Figure 2. Response loaded with the parameters with the vocation of generating the answer to the question: was it Frodo who destroyed the ring? Documentation on the parameters can be found here.
Sample Notebook here.
Conclusions: So far, we have loaded a model and learned more about the parameters that help us control the model. Finding out more about these parameters you can consult the documentation here. We now move on to the design of the inputs or prompts, with a series of best practices recommended by the Google Cloud team for the best mastery of the API.
Use case: Response generation with Vertex AI within the Question-Answer scenario
As mentioned above, there are multiple use cases that the pre-trained model can solve. Based on the different examples in the repository, we focus on functional question-answer problems. These models can solve problems associated with customer service, website chats, forums, etc.
However, in addition to the model, considering giving the model the optimal promtp can significantly influence the results. For this reason, several good practices are presented. Like the first two key concepts, we find that the prompt must be specific, concise, and rich in context, as well as free of grammatical errors and ask only one question at each prompt. We then classify the type of question depending on the domain:
- Open Domain: All questions whose answers are available online. They can belong to any category, such as history, geography, countries, politics, chemistry, etc. These include trivial or general knowledge questions, such as: Q. Who won the Olympic gold medal in swimming? Q. Who is the president of [particular country]? Q. Who wrote [specific book]? Be aware of the training limit of generative models, as questions involving information more recent than the date the model was trained may give incorrect or imaginative answers.
- Closed domain: specific questions, which correspond to an internal knowledge base not available on the public Internet.

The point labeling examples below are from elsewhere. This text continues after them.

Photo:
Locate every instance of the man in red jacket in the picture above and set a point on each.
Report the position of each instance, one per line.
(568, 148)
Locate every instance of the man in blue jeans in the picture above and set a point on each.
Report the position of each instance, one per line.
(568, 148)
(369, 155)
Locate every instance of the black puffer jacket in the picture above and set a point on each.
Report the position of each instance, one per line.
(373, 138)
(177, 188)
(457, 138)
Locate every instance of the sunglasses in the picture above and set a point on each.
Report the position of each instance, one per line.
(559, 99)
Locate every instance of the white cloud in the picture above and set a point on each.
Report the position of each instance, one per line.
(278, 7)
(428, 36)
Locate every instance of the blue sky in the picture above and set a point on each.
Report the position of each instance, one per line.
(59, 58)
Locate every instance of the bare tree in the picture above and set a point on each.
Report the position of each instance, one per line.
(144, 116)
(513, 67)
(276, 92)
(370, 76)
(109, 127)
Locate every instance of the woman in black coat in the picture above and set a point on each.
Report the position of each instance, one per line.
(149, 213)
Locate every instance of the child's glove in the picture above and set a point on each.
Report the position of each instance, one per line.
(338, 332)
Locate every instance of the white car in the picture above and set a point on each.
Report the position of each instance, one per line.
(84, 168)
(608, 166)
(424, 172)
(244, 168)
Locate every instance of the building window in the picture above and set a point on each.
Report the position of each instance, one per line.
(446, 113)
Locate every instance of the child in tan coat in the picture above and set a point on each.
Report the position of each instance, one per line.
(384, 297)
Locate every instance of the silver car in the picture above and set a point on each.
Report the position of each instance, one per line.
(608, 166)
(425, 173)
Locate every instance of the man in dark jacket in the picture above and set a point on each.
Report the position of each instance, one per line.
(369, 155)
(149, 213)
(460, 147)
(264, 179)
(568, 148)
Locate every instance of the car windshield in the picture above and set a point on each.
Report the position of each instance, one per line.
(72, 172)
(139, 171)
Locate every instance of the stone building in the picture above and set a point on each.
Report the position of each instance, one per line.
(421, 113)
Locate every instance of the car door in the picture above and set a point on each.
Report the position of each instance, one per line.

If correctly stated, the model is more likely to respond from the context provided and less likely to give answers beyond what is on the open Internet. If, for example, you want to build a question-and-answer bit based on the full documentation of a product, you can pass the full documentation to the model and ask it to answer only on that basis.

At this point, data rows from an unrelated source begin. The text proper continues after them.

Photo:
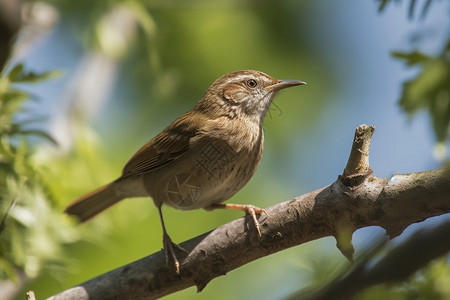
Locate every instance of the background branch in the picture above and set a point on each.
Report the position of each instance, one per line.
(344, 206)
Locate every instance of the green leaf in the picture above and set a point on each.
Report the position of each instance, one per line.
(18, 74)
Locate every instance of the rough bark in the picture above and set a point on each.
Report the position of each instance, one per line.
(356, 199)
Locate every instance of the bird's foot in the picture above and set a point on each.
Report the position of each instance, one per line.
(169, 251)
(249, 209)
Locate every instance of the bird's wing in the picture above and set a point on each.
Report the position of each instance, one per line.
(163, 149)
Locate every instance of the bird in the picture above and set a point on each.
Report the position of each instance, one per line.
(201, 159)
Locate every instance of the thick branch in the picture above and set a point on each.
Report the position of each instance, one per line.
(392, 203)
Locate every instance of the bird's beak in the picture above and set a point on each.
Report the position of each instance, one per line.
(282, 84)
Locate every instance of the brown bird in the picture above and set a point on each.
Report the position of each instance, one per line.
(200, 160)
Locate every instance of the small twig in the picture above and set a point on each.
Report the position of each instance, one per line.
(358, 162)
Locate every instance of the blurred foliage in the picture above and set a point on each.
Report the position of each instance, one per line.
(430, 89)
(32, 231)
(428, 283)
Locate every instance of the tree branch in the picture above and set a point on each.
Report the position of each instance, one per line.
(356, 199)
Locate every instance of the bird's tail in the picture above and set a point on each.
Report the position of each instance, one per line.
(95, 202)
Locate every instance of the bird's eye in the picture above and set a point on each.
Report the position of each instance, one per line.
(251, 83)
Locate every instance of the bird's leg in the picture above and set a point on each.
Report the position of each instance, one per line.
(249, 209)
(169, 245)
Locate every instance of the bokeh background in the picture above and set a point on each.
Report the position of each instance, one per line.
(129, 68)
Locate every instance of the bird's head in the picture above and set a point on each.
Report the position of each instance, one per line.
(245, 92)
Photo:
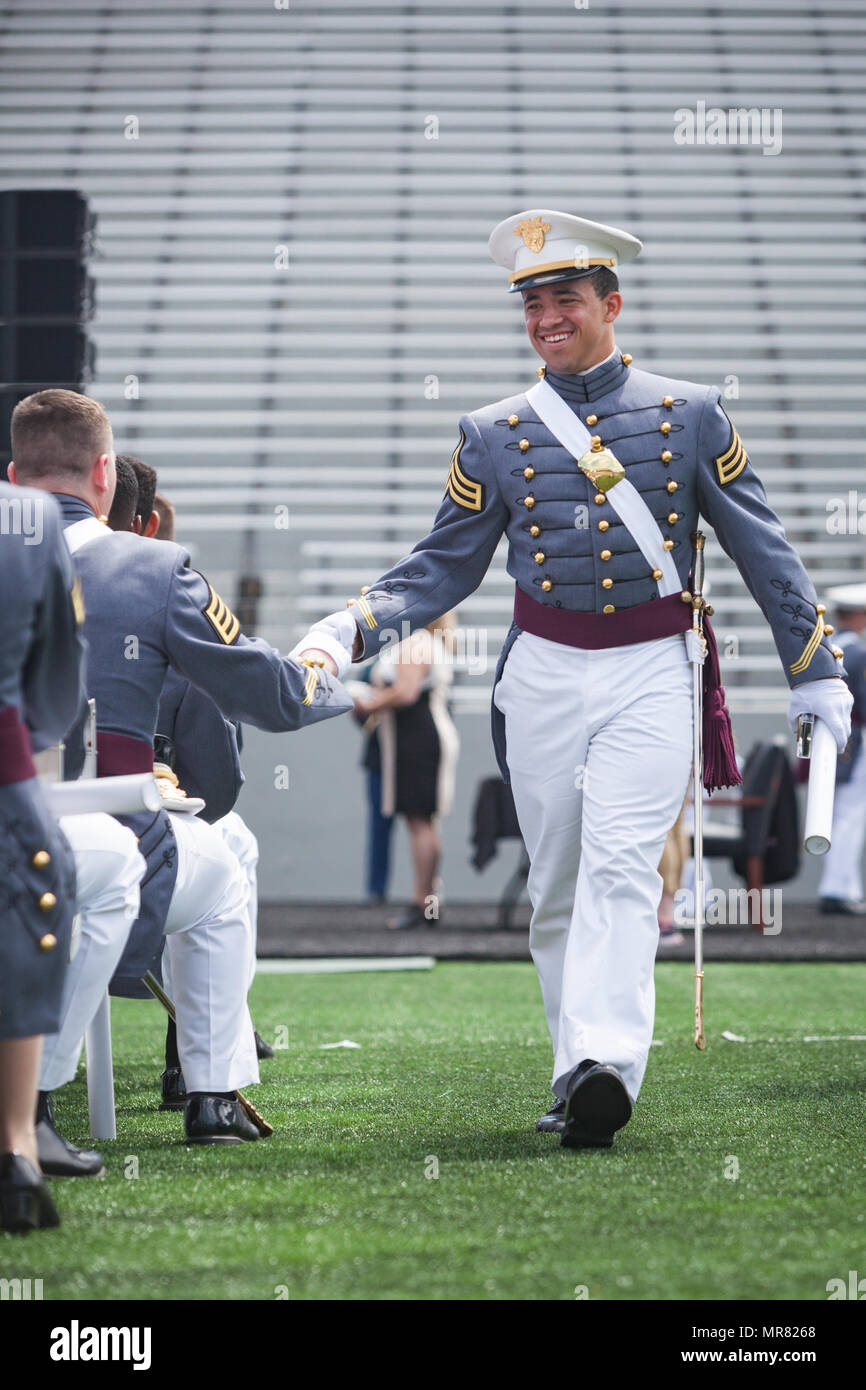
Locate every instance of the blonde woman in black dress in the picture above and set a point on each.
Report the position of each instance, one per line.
(414, 745)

In both open and closed domains, we can use one or several questions depending on the specificity of the domain. In the case of closed domains, we also add a string as a context.

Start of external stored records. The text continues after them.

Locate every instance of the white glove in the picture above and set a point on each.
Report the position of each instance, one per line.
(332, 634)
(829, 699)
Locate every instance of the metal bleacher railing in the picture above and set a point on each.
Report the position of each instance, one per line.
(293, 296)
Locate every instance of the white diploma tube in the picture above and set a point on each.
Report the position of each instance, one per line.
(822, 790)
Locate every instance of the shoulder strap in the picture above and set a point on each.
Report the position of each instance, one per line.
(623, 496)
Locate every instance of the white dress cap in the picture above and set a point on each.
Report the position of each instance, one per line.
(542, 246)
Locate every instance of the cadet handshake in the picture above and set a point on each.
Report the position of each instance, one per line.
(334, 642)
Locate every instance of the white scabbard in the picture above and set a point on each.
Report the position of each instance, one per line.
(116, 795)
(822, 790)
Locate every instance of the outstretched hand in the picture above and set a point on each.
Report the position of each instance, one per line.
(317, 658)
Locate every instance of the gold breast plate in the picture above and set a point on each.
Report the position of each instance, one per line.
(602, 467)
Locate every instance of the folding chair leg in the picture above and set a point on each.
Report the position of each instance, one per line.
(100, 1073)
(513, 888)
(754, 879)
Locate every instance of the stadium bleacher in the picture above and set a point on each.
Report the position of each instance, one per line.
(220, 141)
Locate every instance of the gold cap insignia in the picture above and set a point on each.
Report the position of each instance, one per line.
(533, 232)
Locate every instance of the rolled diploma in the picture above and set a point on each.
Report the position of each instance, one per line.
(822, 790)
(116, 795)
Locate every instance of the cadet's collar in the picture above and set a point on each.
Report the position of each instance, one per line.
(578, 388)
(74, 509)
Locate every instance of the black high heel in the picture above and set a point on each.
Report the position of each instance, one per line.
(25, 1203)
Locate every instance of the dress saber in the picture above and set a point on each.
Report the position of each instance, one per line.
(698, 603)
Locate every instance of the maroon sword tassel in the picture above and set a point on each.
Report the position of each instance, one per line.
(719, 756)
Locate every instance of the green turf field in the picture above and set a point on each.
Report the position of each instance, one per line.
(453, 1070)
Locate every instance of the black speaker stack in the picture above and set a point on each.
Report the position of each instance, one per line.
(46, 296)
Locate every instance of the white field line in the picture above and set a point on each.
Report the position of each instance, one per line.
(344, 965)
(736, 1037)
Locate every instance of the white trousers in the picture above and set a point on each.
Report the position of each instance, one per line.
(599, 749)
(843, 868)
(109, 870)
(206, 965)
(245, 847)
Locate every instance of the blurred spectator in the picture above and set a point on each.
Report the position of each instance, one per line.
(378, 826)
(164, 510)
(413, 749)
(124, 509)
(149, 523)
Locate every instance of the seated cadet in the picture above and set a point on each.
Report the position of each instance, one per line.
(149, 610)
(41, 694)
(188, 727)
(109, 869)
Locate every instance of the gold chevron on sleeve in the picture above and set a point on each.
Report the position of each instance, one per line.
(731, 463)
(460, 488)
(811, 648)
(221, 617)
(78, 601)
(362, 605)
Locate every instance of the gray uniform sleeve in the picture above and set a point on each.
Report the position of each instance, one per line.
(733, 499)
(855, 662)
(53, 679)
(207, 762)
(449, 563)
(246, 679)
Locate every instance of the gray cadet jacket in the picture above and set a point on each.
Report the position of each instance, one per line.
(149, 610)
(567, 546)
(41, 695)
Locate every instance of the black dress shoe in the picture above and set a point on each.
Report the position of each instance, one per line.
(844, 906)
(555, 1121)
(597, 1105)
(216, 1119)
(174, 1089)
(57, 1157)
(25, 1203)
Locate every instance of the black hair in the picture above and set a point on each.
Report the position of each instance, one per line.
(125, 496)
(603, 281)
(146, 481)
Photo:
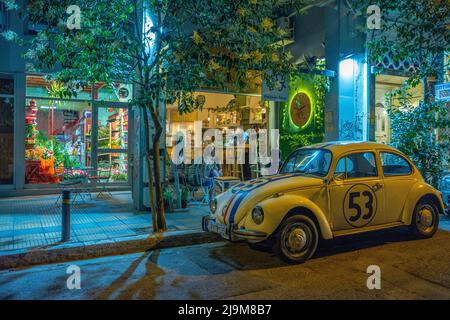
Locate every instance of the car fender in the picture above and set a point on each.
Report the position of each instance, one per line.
(277, 207)
(418, 191)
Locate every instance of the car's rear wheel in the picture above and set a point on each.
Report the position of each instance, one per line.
(297, 239)
(425, 219)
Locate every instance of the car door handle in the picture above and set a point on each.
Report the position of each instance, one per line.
(377, 187)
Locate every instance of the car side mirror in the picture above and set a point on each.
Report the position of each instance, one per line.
(339, 177)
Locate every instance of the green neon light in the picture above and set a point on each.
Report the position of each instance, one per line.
(313, 106)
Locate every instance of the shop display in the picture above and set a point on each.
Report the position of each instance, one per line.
(55, 140)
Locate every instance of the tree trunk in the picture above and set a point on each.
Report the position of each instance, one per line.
(161, 217)
(151, 185)
(158, 185)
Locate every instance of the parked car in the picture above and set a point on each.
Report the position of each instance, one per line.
(445, 189)
(326, 191)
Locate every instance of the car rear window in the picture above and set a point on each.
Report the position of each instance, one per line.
(394, 165)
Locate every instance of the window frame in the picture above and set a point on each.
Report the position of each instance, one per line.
(285, 162)
(411, 167)
(345, 155)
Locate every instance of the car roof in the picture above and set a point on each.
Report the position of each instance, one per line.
(338, 147)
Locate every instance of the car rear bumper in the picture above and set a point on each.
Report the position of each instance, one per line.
(230, 232)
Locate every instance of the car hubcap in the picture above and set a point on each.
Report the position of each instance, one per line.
(296, 239)
(425, 218)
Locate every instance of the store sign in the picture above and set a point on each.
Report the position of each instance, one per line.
(280, 92)
(443, 92)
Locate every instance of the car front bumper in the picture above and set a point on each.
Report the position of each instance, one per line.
(231, 232)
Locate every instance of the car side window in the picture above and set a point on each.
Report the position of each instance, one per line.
(357, 165)
(394, 165)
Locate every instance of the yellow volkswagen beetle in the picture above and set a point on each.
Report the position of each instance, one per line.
(325, 191)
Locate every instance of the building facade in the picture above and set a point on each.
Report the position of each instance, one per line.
(98, 128)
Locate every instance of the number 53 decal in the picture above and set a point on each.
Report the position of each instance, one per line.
(360, 205)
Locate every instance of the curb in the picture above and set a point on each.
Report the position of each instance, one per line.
(88, 250)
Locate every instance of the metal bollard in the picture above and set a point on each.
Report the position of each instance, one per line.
(65, 232)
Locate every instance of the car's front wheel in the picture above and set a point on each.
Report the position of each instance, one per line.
(297, 239)
(425, 219)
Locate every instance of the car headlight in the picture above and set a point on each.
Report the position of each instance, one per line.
(213, 205)
(258, 215)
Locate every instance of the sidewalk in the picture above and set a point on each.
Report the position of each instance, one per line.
(34, 222)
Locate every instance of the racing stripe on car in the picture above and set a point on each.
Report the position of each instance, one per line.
(243, 194)
(228, 208)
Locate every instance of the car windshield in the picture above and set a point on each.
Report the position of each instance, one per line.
(308, 161)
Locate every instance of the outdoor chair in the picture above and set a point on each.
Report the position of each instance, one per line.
(99, 180)
(74, 185)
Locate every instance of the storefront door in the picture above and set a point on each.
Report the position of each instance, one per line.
(6, 131)
(111, 138)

Figure 3. Within the context of Open Domain, we can pass a series of questions to give context to the model. In this case, geography, and history questions.
There are many particularities that you can explore in the open source repository that the Google Cloud team makes available to you.
In addition to learning, it has been a unique experience that has given us the opportunity to connect with the community. Congratulations to the organising team and to all attendees for their kindness and energy!